- Born: Frank William Buxton October 24, 1877 Woonsocket, Rhode Island
- Died: September 6, 1974 (aged 96) Newton, Massachusetts
- Education: Harvard University
- Occupations: Journalist, editor-in-chief, businessman
- Awards: Pulitzer Prize

= Frank W. Buxton =

American journalist and editor

Frank William Buxton (October 24, 1877 – September 6, 1974) was an American journalist and editor, best known for winning the Pulitzer Prize in 1924.
==Early life and education==
Buxton was born in Woonsocket, Rhode Island. After attending Woonsocket High School until 1896, he attended Harvard University, graduating in 1900.
==Career==
He joined the Woonsocket Evening Call as a reporter and then, in 1901, the Boston Advertiser, where for the next three years he reported and did editorial work in New York, Louisville, and Atlanta. In 1904 he joined the Boston Herald, first as a journalist, then as editor, until he became editor of the Sunday edition.

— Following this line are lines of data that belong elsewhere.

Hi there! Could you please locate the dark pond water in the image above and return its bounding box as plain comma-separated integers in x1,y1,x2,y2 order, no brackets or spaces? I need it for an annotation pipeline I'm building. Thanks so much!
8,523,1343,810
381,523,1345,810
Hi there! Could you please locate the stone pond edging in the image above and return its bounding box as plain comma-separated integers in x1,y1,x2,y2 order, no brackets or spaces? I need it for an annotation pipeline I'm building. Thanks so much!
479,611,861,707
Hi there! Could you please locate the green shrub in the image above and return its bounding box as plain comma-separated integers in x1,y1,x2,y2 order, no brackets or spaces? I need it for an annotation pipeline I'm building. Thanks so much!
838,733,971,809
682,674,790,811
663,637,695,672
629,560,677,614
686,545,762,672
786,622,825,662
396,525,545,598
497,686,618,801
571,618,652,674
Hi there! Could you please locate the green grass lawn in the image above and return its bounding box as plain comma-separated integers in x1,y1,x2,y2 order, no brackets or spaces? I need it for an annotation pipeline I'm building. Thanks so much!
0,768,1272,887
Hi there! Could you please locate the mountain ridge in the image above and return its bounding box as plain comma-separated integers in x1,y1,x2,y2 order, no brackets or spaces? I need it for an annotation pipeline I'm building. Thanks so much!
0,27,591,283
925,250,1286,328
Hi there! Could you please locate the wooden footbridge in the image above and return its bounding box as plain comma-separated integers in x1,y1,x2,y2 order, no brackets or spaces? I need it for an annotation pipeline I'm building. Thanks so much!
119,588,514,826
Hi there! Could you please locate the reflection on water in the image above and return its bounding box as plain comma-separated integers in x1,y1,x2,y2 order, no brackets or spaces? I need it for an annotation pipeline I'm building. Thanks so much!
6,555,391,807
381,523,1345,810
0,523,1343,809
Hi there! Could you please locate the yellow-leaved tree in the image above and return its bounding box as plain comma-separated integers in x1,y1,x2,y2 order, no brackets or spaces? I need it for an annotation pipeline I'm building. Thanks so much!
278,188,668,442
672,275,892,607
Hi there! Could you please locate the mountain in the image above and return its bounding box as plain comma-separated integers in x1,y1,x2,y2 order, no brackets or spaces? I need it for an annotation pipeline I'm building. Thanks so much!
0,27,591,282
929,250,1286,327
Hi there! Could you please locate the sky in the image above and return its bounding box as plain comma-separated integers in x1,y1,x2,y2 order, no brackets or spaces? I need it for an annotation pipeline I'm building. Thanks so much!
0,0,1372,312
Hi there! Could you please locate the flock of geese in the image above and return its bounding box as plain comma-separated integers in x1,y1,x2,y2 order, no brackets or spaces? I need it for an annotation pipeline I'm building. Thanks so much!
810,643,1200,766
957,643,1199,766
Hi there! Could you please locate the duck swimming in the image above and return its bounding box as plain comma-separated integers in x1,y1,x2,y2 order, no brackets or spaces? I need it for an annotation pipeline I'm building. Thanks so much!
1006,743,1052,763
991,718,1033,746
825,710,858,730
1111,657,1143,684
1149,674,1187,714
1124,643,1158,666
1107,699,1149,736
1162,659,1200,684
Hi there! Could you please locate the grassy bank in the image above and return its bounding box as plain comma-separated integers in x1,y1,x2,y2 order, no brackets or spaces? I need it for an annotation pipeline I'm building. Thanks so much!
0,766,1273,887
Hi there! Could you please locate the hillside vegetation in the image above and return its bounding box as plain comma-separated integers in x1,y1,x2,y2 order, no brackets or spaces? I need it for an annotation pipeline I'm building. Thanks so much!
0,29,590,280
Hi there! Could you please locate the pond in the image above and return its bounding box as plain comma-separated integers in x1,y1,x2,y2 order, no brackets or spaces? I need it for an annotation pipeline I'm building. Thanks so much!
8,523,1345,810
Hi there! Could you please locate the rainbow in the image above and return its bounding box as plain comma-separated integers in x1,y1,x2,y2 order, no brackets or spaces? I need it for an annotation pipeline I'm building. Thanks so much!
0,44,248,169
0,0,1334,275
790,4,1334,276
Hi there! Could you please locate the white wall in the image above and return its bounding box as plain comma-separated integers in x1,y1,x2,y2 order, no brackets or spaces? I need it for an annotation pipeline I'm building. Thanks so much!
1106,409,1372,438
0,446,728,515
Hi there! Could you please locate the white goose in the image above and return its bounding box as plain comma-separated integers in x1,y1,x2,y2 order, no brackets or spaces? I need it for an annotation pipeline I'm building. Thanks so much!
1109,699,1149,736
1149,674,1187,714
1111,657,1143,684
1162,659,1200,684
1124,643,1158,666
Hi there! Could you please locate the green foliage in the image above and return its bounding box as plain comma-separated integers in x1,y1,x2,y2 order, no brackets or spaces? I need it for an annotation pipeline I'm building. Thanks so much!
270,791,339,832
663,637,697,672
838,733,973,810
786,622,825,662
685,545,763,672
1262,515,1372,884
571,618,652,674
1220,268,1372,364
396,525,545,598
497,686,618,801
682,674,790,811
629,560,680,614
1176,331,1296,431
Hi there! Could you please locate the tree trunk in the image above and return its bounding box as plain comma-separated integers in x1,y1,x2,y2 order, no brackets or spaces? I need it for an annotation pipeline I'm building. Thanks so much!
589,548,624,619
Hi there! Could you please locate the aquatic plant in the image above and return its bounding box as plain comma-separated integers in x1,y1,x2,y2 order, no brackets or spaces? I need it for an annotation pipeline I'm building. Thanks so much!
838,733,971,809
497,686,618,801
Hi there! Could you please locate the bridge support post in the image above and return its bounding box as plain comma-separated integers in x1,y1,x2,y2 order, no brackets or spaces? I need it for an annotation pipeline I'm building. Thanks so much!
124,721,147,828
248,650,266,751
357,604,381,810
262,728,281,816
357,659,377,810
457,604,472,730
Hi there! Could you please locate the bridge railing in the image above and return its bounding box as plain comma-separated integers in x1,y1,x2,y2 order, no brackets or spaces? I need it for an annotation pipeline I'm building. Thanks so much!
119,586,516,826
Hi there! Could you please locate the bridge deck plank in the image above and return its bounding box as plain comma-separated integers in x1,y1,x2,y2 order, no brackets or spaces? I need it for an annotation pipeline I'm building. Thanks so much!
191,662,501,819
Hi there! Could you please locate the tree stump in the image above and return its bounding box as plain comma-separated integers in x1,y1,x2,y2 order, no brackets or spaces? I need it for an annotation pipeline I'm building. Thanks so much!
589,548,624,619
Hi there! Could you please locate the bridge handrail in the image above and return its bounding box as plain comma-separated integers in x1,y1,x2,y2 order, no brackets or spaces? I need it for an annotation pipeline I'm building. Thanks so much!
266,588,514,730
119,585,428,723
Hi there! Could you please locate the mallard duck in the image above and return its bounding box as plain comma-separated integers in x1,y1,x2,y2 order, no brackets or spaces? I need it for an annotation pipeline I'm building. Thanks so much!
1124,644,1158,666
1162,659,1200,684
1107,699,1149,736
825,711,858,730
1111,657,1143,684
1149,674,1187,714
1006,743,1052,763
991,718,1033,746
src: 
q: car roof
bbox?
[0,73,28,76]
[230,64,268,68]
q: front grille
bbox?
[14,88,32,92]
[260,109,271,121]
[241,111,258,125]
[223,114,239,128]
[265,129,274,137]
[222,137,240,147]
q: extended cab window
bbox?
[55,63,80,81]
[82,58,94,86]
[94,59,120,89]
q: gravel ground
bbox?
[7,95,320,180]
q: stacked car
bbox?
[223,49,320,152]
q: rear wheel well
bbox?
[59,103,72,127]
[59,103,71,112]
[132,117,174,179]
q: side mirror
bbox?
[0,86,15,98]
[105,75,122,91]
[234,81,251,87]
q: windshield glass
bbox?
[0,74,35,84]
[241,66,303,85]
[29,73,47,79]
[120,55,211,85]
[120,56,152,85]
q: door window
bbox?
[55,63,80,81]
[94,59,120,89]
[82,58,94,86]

He resigned to enter the world of advertising. During World War I, he was employed as an expert and assistant to the director of the Division of Planning and Statistics of the United States Shipping Board. When peace returned, he became vice-president and merchandise manager of the E. T. Slattery Company of Boston. In 1922, however, he returned to the Boston Herald as managing editor.

In 1924, he was awarded the Pulitzer Prize for Editorial Writing for an article published the previous year entitled "Who Made Calvin Coolidge?" which contained only 9 paragraphs and analyzed the success of the recently elected President of the United States.

In 1945, U.S. President Harry S. Truman appointed him to the Anglo-American Committee of Inquiry into the problems of the Jews in Europe and Palestine. Four months later, the committee called for Palestine to take in 100,000 European Jews, categorically rejected the idea of the creation of a Jewish state and rejected Arab demands.

From 1928 to 1961, he was a member of the Board of Trustees of the Boston Public Library.
==Death==
He died on September 6, 1974, in Newton, Massachusetts.